Re: [pcre-dev] Ungreedy quantification in atomic groups

Top Page
Delete this message
Author: Philip Hazel
Date:  
To: pcre-dev
Subject: Re: [pcre-dev] Ungreedy quantification in atomic groups
On Tue, 1 May 2007, Sheri wrote:

> Sheri wrote:
> > Is there any performance benefit to using an atomic group that includes
> > alternates with ungreedy quantification, e.g., something like this?
> >
> > (?>\\\\|\\t|\\Q.+?\\E|\\$(?:U|u|L|l|T|t)?\\d{1,3})
> >
> > Or would it be just as well (or better) to omit the (?>
> >
> > Thanks,
> > Sheri
> >
> >
> >
> Hi Philip, any idea on this?


Why don't you try some timing tests? That's what I would do if I needed
to know the answer. The pcretest program has a handy -t option.

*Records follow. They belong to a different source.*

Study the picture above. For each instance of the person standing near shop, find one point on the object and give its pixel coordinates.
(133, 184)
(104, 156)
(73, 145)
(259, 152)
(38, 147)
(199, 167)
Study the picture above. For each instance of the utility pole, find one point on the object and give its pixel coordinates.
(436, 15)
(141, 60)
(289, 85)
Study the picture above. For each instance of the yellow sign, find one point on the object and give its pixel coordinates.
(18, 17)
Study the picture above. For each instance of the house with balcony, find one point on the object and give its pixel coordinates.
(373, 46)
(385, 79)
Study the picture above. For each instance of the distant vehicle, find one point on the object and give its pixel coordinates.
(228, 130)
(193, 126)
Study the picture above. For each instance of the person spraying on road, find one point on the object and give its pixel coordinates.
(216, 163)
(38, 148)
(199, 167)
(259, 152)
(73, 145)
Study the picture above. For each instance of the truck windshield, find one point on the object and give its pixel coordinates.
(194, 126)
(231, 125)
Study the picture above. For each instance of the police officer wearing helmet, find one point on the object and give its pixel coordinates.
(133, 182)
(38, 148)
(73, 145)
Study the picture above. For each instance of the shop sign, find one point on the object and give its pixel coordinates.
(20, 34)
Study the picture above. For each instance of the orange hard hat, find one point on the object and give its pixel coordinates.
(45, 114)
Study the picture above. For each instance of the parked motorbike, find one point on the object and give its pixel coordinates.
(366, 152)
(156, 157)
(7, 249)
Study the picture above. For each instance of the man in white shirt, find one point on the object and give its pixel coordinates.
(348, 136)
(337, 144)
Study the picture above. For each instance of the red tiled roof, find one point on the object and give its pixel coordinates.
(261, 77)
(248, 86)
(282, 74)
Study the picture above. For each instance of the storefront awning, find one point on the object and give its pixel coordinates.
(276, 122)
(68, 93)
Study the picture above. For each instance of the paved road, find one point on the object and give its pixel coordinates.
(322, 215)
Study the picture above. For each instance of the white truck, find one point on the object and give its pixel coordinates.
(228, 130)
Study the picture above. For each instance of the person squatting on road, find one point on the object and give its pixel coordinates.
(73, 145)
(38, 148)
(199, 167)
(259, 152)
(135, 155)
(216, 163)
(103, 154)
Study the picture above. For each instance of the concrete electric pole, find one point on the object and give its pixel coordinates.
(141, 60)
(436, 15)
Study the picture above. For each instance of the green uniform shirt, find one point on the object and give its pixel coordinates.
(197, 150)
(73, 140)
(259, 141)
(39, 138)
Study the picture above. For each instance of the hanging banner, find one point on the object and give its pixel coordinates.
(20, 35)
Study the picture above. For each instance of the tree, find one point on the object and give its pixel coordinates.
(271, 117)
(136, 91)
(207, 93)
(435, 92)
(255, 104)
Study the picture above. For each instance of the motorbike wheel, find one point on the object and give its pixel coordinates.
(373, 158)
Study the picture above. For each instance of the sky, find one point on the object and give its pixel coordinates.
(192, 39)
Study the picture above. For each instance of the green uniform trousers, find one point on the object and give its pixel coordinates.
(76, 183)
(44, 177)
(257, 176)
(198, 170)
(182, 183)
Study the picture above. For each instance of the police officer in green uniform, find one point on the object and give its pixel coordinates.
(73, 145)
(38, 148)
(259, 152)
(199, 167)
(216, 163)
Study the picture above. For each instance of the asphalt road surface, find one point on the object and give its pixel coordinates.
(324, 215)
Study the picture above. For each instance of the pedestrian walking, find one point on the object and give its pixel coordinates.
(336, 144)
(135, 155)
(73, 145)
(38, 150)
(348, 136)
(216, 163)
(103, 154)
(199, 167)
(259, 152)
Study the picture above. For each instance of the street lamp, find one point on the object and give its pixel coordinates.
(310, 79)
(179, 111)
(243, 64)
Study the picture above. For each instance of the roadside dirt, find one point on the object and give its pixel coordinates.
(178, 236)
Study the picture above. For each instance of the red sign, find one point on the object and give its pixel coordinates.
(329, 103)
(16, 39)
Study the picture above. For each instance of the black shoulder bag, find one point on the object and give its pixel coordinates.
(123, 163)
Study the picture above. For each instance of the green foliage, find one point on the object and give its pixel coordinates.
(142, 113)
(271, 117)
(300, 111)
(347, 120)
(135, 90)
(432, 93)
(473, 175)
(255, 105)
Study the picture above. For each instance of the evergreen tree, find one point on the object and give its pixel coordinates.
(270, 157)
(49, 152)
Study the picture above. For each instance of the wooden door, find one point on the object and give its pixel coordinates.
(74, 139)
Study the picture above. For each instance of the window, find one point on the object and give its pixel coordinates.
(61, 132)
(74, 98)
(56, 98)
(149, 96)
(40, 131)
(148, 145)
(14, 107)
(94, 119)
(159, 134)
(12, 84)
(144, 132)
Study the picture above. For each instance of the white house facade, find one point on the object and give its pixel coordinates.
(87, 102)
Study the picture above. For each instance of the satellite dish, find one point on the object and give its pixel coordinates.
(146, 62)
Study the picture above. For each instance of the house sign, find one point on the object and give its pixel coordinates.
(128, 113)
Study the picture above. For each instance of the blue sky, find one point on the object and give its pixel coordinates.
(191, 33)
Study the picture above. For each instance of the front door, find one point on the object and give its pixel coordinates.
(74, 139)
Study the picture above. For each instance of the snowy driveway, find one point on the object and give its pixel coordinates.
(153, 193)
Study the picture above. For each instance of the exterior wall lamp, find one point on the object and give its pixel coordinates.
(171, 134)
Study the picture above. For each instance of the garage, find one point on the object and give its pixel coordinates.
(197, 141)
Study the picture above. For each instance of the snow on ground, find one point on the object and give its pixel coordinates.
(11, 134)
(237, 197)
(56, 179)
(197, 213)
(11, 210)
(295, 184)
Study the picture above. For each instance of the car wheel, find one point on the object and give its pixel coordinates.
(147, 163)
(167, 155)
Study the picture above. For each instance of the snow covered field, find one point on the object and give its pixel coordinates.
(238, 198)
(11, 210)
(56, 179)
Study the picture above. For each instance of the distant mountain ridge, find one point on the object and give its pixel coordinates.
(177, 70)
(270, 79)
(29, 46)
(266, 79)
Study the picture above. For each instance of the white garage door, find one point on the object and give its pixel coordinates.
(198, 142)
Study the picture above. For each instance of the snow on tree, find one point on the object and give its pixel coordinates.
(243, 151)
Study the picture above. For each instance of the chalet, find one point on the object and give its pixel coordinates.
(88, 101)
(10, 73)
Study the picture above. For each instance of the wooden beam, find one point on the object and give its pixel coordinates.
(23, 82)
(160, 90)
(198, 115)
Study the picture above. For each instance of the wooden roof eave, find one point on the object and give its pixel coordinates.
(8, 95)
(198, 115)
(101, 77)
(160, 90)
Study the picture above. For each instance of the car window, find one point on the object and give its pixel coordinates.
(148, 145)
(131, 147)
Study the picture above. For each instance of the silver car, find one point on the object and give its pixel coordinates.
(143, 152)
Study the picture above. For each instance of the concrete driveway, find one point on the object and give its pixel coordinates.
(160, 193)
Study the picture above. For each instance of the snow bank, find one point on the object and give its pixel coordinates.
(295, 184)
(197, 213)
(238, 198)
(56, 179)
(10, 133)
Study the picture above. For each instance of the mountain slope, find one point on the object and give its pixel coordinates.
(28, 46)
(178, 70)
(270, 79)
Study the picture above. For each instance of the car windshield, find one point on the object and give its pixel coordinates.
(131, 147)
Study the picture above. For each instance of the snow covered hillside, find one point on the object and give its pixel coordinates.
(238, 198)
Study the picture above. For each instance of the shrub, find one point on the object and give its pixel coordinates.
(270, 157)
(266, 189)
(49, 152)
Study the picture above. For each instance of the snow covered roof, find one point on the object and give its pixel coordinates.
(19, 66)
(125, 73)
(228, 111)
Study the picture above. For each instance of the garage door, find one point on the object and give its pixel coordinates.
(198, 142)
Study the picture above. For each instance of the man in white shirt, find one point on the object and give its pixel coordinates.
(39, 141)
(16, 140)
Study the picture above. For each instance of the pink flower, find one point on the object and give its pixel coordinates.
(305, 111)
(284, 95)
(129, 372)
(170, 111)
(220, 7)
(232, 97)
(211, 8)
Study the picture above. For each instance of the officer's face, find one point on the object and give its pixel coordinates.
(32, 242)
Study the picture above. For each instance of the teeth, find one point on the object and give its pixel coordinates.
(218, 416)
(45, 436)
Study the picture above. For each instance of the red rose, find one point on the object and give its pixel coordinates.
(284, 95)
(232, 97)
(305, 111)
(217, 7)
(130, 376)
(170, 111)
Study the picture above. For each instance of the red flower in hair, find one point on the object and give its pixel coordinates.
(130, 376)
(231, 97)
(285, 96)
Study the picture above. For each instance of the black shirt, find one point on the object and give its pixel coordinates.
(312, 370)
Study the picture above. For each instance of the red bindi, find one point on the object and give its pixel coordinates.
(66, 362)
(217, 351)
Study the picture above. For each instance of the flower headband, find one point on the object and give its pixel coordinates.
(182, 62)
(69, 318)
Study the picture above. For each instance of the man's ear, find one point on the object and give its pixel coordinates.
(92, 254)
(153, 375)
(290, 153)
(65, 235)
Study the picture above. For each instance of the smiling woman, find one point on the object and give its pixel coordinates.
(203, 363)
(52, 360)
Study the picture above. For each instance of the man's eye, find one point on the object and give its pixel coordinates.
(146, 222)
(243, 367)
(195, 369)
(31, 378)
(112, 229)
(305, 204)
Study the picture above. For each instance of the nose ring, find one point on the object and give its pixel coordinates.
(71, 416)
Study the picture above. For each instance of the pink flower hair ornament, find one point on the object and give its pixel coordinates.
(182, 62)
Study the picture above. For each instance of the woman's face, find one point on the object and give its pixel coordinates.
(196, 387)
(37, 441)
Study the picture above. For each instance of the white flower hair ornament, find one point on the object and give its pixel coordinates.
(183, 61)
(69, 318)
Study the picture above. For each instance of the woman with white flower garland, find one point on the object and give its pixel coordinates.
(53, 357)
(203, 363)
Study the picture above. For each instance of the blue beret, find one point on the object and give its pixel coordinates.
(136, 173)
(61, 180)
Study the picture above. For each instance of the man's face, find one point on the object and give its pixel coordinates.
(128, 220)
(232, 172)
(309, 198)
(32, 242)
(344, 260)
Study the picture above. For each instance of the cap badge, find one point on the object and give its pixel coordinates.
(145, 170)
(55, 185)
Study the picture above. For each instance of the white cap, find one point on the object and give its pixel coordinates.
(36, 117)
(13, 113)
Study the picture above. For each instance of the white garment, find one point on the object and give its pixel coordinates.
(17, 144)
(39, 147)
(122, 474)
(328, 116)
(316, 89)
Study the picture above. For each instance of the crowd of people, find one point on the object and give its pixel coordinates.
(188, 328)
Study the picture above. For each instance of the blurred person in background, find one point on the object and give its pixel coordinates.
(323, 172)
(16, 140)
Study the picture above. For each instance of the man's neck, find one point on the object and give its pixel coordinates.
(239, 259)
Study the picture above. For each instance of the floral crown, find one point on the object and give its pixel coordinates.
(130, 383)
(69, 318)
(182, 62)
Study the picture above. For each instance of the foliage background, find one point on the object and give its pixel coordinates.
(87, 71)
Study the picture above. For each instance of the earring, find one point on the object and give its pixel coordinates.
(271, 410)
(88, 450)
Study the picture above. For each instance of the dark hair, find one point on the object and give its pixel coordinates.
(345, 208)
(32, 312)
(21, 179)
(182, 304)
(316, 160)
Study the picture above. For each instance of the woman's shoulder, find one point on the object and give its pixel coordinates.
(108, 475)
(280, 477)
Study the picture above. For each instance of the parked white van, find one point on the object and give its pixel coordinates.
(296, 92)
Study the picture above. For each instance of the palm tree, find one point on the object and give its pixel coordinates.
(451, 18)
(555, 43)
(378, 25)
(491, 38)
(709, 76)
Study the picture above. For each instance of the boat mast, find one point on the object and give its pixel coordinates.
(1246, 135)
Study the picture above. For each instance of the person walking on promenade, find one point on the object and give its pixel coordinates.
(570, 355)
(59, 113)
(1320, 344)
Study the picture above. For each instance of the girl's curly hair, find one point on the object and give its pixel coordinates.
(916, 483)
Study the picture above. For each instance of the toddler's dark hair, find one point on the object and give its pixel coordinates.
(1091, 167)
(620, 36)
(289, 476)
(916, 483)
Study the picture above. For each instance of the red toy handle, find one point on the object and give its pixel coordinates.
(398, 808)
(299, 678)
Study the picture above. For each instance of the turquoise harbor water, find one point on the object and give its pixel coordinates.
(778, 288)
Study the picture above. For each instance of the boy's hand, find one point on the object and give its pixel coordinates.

Speaking without having done any tests, if that is a complete regex, I
can't see any point to an atomic group. The reason one uses atomic
groups is to stop backtracking into them when something later in the
regex fails. As your entire regex is an atomic group, there is no
possibility of that happening.

If that is only part of a regex, then using an atomic group may change
what is matched. I'm not sure I understand the regex. I assume the
backslashes have been doubled, otherwise it doesn't make sense. So
really you have

(?>\\|\t|\Q.+?\E|\$(?:U|u|L|l|T|t)?\d{1,3})

but that still doesn't make too much sense because \Q.+?\E matches the
literal string ".+?". So where is the ungreedy qualifier?

Philip

--
Philip Hazel, University of Cambridge Computing Service.